INSIDE: Are you a beginner blacksmith, just getting started setting up your forge or blacksmith shop? Here are 4 Essential safety tips you should consider as you begin on this new adventure. Forge Safety, Hot Metal Safety, Debris and Dust Safety, and Hearing Safety.
As you are getting started with blacksmithing there are a few dangers that you should be aware of so that everyone can function safely around the forge. There are inherent dangers from the flames of the forge itself, then there is hot metal that you shouldn’t come in contact with, look out for flying debris and dust, and don’t forget that it is loud in here.
Let me preface this article by saying, that I do most of my forging in a group or class setting. Safety is always a concern as there are different levels of experience. I will suggest some tips that I use in these group settings, and if you are a single smith most will apply to you as well.
No matter what type of forge you have, you need to make sure that you understand what needs to be done to control the flame.
When using a solid fuel forge, you are usually more aware of the fire itself because you are constantly tending it and maintaining it. Make sure that the smoke if any is being drafted away from you. Keep the fire maintained to a manageable size for what you need. Do not let the flames get out of hand. Mainly as you are using the forge, you should be aware of your surroundings. Be sure to watch for things that are dry in close proximity. Try to keep the flames contained to the forge itself.
Many of these same rules apply when using a Propane or other gas fired forge. Keep in a well ventilated area. Make sure all connections and fittings are tight. To test for leaks, once everything is connected and pressurized, squirt some soapy water on your connections, if you see any bubbles forming then there is a leak, and it should be corrected. Also make sure hoses can withstand sufficient pressure, and keep them away from a heated area. This can sometimes be difficult with top burner forges, and the hose naturally hangs down beside the forge. If hose has become damaged due to heat it should be replaced.
Hot Metal Safety
One rule that I try to remember especially in a work space that has multiple people working, ALL METAL IS HOT! That being said there are a few tips to help things go smoother.
- Have a common location that everyone is aware of to put hot items as they cool.
- Never leave hot metal in a work area where someone accidentally contact it.
- Always test the metal first to see if it is hot.
- Never rely on gloves to protect you from hot metal.
In regards to gloves it has been my policy that I will use gloves to protect myself from radiating heat, not a conducting heat. Such as when you may need to hold a hand tool over hot piece of metal who’s heat is radiating upward. Do not use gloves to hold on to warm or hot metal. Use a pair of tongs for this situation.
How to test to see if a piece of metal is hot before you grab it.
- Hold your hand over the metal to see if you can detect any radiating heat.
- If no radiating heat was detected, tap the metal piece with the back of your hand to see if it is still conducting heat.

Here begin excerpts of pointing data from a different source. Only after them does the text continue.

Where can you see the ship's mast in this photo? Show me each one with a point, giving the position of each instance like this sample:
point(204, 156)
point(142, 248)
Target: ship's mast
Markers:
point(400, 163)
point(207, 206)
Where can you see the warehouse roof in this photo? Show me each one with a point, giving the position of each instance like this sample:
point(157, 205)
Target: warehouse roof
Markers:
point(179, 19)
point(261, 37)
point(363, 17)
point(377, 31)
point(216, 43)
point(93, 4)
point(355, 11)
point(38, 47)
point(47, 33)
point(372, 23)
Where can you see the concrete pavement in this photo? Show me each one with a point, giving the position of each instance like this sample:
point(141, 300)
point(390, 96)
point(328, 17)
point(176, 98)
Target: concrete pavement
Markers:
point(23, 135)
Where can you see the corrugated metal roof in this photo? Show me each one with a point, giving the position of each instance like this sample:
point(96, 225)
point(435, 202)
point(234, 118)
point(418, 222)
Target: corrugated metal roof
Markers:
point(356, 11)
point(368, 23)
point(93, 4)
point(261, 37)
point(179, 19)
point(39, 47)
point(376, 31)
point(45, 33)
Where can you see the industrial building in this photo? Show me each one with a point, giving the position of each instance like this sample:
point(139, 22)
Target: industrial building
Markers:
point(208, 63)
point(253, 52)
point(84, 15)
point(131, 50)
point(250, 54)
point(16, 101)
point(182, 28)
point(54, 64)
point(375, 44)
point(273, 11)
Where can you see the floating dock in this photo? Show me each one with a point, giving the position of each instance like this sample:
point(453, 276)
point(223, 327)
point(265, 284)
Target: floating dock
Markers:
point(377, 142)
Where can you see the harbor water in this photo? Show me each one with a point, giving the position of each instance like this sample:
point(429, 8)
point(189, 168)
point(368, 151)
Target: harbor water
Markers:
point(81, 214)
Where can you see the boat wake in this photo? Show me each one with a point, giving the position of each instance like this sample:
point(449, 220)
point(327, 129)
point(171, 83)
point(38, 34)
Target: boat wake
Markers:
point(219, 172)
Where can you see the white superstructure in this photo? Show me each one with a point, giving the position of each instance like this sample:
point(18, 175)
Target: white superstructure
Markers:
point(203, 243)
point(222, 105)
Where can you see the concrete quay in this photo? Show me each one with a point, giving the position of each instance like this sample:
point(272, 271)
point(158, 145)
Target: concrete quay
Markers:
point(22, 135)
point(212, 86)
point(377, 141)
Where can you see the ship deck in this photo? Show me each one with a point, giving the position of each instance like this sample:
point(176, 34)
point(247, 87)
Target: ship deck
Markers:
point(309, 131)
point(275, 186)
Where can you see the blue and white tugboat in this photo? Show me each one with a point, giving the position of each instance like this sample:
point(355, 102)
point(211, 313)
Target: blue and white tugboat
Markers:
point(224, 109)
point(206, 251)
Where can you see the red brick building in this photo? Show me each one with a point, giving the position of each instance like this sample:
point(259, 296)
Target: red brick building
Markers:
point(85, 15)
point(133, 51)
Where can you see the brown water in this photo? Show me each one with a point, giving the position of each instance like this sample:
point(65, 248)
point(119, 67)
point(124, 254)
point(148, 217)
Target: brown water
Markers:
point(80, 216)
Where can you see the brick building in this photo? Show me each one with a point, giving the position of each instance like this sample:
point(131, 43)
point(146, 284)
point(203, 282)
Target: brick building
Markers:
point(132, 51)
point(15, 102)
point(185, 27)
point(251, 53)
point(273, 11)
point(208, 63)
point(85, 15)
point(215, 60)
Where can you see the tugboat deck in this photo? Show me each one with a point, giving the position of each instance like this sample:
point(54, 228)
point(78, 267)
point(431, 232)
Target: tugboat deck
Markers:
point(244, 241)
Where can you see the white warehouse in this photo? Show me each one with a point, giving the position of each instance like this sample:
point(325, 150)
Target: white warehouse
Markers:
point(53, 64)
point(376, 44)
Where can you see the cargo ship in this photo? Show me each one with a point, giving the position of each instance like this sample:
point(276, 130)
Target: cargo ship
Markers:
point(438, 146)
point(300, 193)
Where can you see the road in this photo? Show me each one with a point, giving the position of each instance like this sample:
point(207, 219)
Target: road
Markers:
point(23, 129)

- If it is not conducting heat, you may then try to pick it up.
Debris and Dust Safety
Another danger in the blacksmith shop or forge is the dust in the air being breathed in. This one is sometimes not thought of much because the effects are often only found over time after prolonged use. Whether its coal dust in the fire and smoke, or metal dust from grinding operations, recognize the hazards on your lungs and take appropriate precautions.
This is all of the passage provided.